Abbiamo accettato tutto, con responsabilità (salvo poche eccezioni assolutamente condannabili) che ha sorpreso per primi proprio gli italiani, conosciuti all over the world come un popolo che non si assoggetta facilmente alle regole, qualunque esse siano.


Ma adesso, che non ci sono ancora certezze sul futuro e che fior di scienziati ci danno pareri discordanti su quel che succederà tra qualche mese, adesso siamo travolti da uno tsunami senza precedenti che ha trasformato il mondo che conoscevamo catapultandoci in un futuro incerto e, dal punto di vista sociale, drammatico. Il nostro Paese rischia di non arrivare in piedi all'appuntamento con l'autunno. I servizi di ogni genere, dal turismo alla cultura, alle piccole e medie imprese, sono  a tappeto. Eppure io mi chiedo e leggendo Veltroni  mi sono resa conto di non essere l'unica: fino a quando? Perché tutto quello che stiamo sperimentando non può e non deve essere la normalità perché sarebbe la negazione delle libertà fondamentali. Ci deve essere una scadenza.

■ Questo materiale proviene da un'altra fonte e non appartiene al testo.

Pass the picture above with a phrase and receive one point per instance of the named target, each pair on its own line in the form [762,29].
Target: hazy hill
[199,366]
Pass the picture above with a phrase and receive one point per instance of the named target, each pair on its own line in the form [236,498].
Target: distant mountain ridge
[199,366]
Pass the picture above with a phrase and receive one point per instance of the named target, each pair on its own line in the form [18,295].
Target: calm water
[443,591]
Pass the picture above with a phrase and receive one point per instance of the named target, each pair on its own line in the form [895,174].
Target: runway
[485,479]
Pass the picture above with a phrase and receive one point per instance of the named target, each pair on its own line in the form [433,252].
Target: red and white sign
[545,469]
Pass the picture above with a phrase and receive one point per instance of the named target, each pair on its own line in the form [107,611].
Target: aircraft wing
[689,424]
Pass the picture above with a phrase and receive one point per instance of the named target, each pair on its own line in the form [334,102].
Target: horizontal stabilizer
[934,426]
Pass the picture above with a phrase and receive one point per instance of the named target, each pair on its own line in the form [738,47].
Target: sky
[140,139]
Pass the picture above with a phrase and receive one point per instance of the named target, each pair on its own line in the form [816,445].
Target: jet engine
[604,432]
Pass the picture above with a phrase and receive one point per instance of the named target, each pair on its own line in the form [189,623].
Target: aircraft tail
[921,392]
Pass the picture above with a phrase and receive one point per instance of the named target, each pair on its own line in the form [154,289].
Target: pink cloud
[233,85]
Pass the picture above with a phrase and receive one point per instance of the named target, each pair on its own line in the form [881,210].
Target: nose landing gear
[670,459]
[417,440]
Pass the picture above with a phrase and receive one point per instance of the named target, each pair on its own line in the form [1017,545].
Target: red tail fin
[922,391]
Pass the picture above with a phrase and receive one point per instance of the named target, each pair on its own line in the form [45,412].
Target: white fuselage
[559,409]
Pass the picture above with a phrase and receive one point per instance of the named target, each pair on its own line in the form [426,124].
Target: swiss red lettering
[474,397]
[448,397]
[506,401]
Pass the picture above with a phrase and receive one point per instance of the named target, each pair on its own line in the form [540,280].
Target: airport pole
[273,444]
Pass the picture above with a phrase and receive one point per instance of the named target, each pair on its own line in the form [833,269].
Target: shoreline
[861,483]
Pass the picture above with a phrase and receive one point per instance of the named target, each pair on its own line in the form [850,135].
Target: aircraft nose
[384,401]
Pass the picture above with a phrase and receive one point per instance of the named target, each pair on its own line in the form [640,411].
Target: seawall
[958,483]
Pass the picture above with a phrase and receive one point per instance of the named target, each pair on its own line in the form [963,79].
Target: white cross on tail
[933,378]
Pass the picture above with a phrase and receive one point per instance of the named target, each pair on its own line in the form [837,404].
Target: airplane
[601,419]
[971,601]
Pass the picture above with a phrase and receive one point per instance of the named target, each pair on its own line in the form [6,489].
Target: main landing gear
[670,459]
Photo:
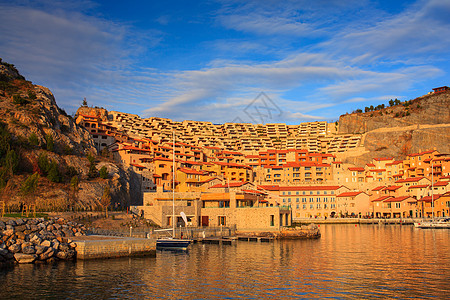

Abbiamo il diritto di vivere una vita normale e questo ce lo deve garantire lo Stato. Senza tentennamenti, senza nicchiare, senza paure, senza quella furbizia politica che ci devasta da anni. Devono trovare il coraggio di decidere, di ridare fiducia alle persone, di risollevarci dalle criticità.

Senza fretta, ma con obiettivi lungimiranti. Gli italiani se lo meritano.



Fonti: Corriere Della Sera.

PS: scusate i caratteri del post oggi blogger non ne vuole sapere di darmi un formato comprensibile.